It’s off to a good start: Waluigi and Toadette are back, as are motorcycles, and it looks like the kart styles and parts from Mario Kart 7 have returned, too, all with the glider and underwater attachments. I just hope things aren’t as difficult to unlock as in previous iterations (I never got any new characters besides the Mii in Mario Kart 7, and only a small handful in any other title). Fingers are crossed for Rosalina, Funky Kong, and most of all, R.O.B.! Oh, and Mii, too. If they aren’t, I hope DLC for new characters and classic courses will be an option.

The hover and anti-gravity mechanics, which look like they may be related, look interesting.
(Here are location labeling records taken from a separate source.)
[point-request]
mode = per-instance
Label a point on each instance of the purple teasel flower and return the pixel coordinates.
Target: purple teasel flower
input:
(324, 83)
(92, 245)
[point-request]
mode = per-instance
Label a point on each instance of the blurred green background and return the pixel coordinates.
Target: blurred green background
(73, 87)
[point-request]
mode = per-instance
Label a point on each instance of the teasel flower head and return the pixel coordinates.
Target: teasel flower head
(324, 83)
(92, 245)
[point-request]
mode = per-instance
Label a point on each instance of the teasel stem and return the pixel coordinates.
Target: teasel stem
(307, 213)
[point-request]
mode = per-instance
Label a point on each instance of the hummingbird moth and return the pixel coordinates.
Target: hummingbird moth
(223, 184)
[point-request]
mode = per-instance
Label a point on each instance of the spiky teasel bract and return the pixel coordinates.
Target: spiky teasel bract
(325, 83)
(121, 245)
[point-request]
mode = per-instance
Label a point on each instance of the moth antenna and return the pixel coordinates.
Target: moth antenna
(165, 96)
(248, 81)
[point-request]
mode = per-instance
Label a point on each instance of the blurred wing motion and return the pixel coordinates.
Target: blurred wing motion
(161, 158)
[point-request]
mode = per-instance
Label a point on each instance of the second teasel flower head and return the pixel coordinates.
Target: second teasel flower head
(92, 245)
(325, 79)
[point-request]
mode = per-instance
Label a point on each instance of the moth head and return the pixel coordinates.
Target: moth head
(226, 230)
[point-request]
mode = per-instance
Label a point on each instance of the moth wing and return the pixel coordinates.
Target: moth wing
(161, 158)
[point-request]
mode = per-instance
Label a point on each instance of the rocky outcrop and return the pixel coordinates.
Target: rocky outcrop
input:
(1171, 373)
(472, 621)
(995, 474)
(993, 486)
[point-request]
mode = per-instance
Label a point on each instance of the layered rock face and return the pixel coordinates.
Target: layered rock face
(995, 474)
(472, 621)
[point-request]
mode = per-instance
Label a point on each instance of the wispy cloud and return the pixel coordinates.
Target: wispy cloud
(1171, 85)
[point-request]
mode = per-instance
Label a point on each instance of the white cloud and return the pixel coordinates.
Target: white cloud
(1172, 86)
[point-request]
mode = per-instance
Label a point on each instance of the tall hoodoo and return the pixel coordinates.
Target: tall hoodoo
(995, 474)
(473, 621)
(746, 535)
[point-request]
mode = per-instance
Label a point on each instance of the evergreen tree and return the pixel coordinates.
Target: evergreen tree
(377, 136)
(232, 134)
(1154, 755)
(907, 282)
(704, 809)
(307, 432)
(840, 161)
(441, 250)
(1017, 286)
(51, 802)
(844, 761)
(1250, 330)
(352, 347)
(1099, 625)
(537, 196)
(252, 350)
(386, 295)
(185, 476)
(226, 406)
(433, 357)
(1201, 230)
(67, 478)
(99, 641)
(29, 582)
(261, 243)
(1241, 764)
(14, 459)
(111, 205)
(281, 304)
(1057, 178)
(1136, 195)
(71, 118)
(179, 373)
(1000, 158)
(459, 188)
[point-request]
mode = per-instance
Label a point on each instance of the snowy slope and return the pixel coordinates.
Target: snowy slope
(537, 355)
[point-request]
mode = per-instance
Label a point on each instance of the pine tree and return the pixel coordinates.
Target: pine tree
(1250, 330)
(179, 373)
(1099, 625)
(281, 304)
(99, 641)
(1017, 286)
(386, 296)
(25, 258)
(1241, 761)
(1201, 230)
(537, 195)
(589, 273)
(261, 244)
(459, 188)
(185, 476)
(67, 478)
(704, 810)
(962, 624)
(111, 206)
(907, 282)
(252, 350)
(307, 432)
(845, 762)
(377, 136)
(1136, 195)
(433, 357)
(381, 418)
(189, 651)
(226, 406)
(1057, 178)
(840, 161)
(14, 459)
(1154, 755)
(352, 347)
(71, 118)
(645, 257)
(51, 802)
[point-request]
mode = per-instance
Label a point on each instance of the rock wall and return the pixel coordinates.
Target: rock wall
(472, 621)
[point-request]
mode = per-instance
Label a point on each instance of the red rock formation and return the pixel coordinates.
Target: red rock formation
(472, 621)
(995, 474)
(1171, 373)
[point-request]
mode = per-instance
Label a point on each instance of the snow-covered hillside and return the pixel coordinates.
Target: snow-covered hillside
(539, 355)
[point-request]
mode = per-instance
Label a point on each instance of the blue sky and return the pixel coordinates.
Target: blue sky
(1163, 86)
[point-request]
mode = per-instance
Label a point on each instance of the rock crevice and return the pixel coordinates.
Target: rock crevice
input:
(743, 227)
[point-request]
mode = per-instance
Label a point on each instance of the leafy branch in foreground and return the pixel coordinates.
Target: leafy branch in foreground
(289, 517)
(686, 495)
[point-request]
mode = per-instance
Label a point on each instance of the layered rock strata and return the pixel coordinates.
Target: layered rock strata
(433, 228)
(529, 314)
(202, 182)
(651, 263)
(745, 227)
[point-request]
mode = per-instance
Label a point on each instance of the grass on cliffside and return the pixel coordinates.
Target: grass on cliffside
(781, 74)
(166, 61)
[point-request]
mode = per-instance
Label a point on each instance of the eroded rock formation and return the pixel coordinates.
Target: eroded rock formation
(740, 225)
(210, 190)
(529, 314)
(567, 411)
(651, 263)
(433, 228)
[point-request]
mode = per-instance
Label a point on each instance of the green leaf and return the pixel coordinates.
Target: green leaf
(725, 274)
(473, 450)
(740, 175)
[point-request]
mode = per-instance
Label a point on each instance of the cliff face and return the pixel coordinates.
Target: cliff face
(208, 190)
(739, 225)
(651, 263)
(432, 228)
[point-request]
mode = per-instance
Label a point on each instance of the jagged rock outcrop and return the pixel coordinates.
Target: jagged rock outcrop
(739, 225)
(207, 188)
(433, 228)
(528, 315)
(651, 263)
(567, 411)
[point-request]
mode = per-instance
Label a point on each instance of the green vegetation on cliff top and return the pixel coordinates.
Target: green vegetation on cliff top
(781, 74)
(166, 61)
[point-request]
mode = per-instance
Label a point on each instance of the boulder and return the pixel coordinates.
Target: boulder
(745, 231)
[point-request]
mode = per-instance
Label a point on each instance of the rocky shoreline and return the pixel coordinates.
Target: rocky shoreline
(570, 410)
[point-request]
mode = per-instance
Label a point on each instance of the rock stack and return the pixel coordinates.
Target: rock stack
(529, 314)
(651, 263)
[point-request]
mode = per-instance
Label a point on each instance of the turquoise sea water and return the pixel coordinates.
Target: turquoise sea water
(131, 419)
I am a little concerned with some of the camera angles seen in the trailer, though; I don’t mind the idea of upside down racing, so long as I’m oriented the same way my racer is.

I also love the amount of detail they’re putting into this; I guess high-definition is making Nintendo step their game up, as you can even see the fabric of Mario’s overalls in some shots. It’s not quite Super Smash Bros.-styled denim, but it’s something.

Simply put, Mario Kart 8 looks great. But then, they usually do– it’s after you start playing that things like Blue Shells striking at the last second as you’re trying to unlock someone rear their ugly head. Mario Kart 7 did improve on the cheapness of some items a lot, though, and hopefully we’ll see that refined ever more here.

Weapons are fun and all, but not when using them all willy-nilly eliminates any need or application of skill. And according to the fact sheet, though, we’re back to a 12-participant race, which didn’t work so well in Mario Kart Wii. I just hope they managed to balance things a bit more than in that installment.